In re Scott Barry KELSEY, Debtor.
Tracy Lynne Zubrod, Trustee, Plaintiff-Appellee,
v.
Denise L. Kelsey, Defendant-Appellant, and
Scott Barry Kelsey, Defendant.
BAP No. WY-01-008. Bankruptcy No. 99-21200. Adversary No. 00-2019.
United States Bankruptcy Appellate Panel of the Tenth Circuit.
December 19, 2001.*777 *778 Ken McCartney of The Law Offices of Ken McCartney, P.C., Cheyenne, WY, for Denise L. Kelsey.
Paul Hunter, Cheyenne, WY, for Tracy Lynne Zubrod, Trustee.

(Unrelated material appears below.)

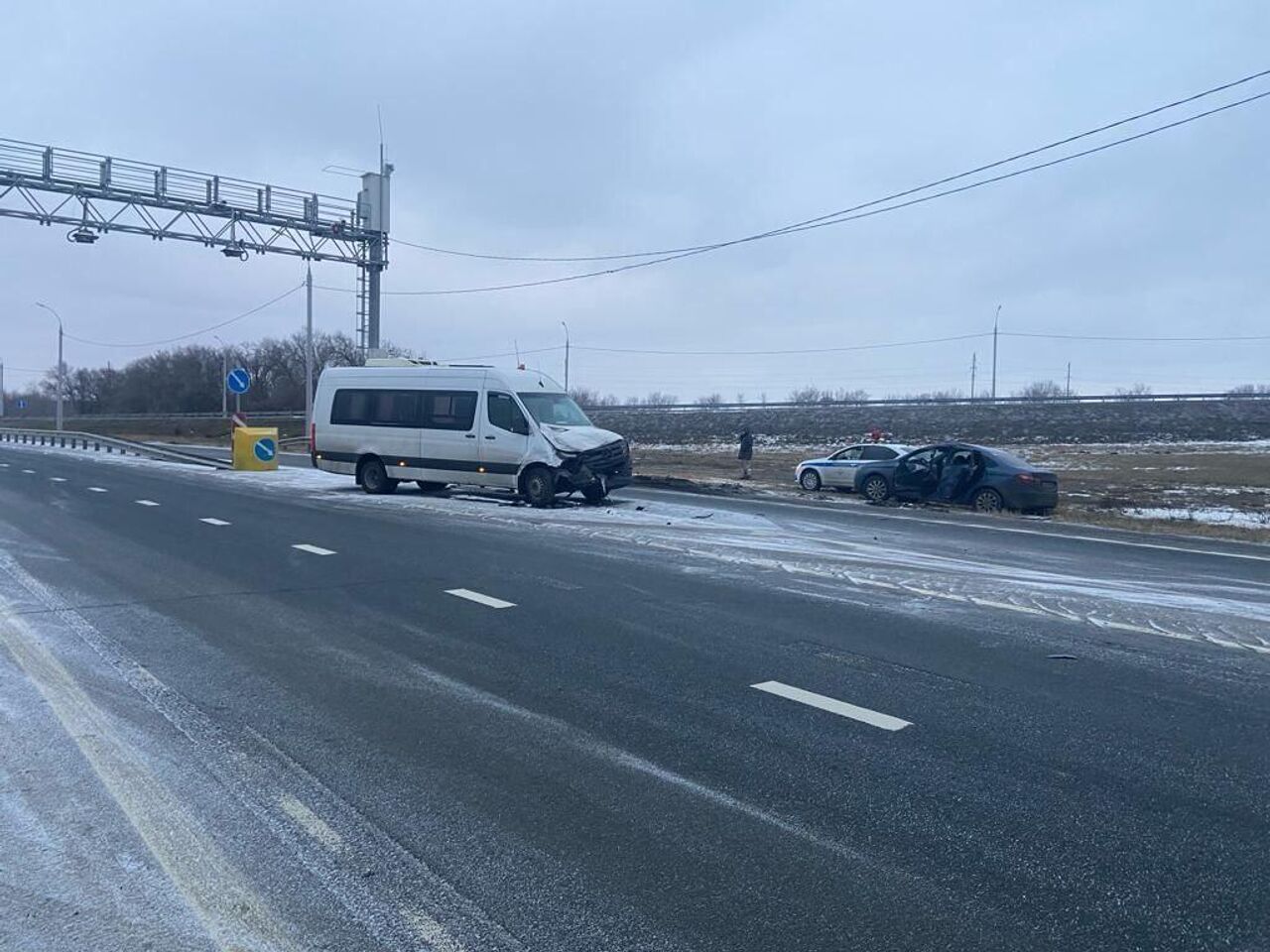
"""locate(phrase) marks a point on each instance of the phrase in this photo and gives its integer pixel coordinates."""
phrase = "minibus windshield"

Before BOULDEN, CORNISH, and KRIEGER, Bankruptcy Judges.
OPINION
KRIEGER, Bankruptcy Judge.
Defendant/Appellant Denise Kelsey (Mrs. Kelsey) appeals the judgment of the United States Bankruptcy Court for the District of Wyoming (Bankruptcy Court) in favor of Plaintiff/Appellee Tracy Lynne Zubrod, Trustee (Trustee), avoiding a transfer made to her by her husband, Debtor/Defendant Scott Barry Kelsey (Mr. Kelsey) as fraudulent pursuant to 11 U.S.C. § 548(a)(1)(B). Mrs. Kelsey argues that the Bankruptcy Court erred in determining that the cash withdrawn by Mr. Kelsey from a joint bank account on the *779 eve of bankruptcy was his property when he transferred it to her. Further, Mrs. Kelsey argues that she gave reasonably equivalent value for the cash she received.[1] For the reasons set forth below, we AFFIRM.
I. Appellate Jurisdiction
The Bankruptcy Appellate Panel has jurisdiction over this appeal. The Bankruptcy Court's judgment is subject to appeal under 28 U.S.C. § 158(a)(1). Neither party opted to have this matter heard by the District Court for the District of Wyoming; therefore, the parties have consented to the jurisdiction of this Court. 28 U.S.C. § 158(c)(1); 10th Cir. BAP L.R. 8001-1(a).
II. Standard of Review
Questions of law are reviewed de novo, questions of fact are reviewed for clear error, and matters of discretion are reviewed for abuse of discretion. Pierce v. Underwood, 487 U.S. 552, 558, 108 S.Ct. 2541, 101 L.Ed.2d 490 (1988). Mixed questions of whether the facts satisfy the proper legal standard require a de novo review if the question primarily involves the consideration of legal principles and require review under the clearly erroneous standard if the question is primarily a factual inquiry. Clark v. Sec. Pac. Bus. Credit, Inc. (In re Wes Dor, Inc.), 996 F.2d 237, 241 (10th Cir.1993). The Bankruptcy Court's determinations that the cash withdrawn by Mr. Kelsey from the joint bank account was property of Mr. Kelsey when he transferred it to Mrs. Kelsey and that Mrs. Kelsey gave no value for the cash transferred are mixed questions of whether the facts satisfy the proper legal standard. The determination of whether a transfer is for reasonably equivalent value under 11 U.S.C. § 548 is largely a question of fact as to which considerable latitude must be given to the trier of fact. Wes Dor, Inc., 996 F.2d 237 at 242. Likewise, the Bankruptcy Court's conclusion that a transfer of Mr. Kelsey's property occurred for purposes of 11 U.S.C. § 548 should be given latitude and reviewed for clear error. "`A finding of fact is clearly erroneous if it is without factual support in the record or if, after reviewing all of the evidence, we are left with the definite and firm conviction that a mistake has been made.'" Homestead Golf Club, Inc. v. Pride Stables, 224 F.3d 1195, 1199 (10th Cir.2000) (quoting Conoco, Inc. v. Styler (In re Peterson Distrib., Inc.), 82 F.3d 956, 959 (10th Cir.1996)).
III. Background
Prior to his bankruptcy filing, Mr. Kelsey worked as an accountant and Mrs. Kelsey as a homemaker. The Kelseys maintained a joint checking account into which Mr. Kelsey deposited his paycheck and upon which both Mr. and Mrs. Kelsey wrote checks to pay family living expenses.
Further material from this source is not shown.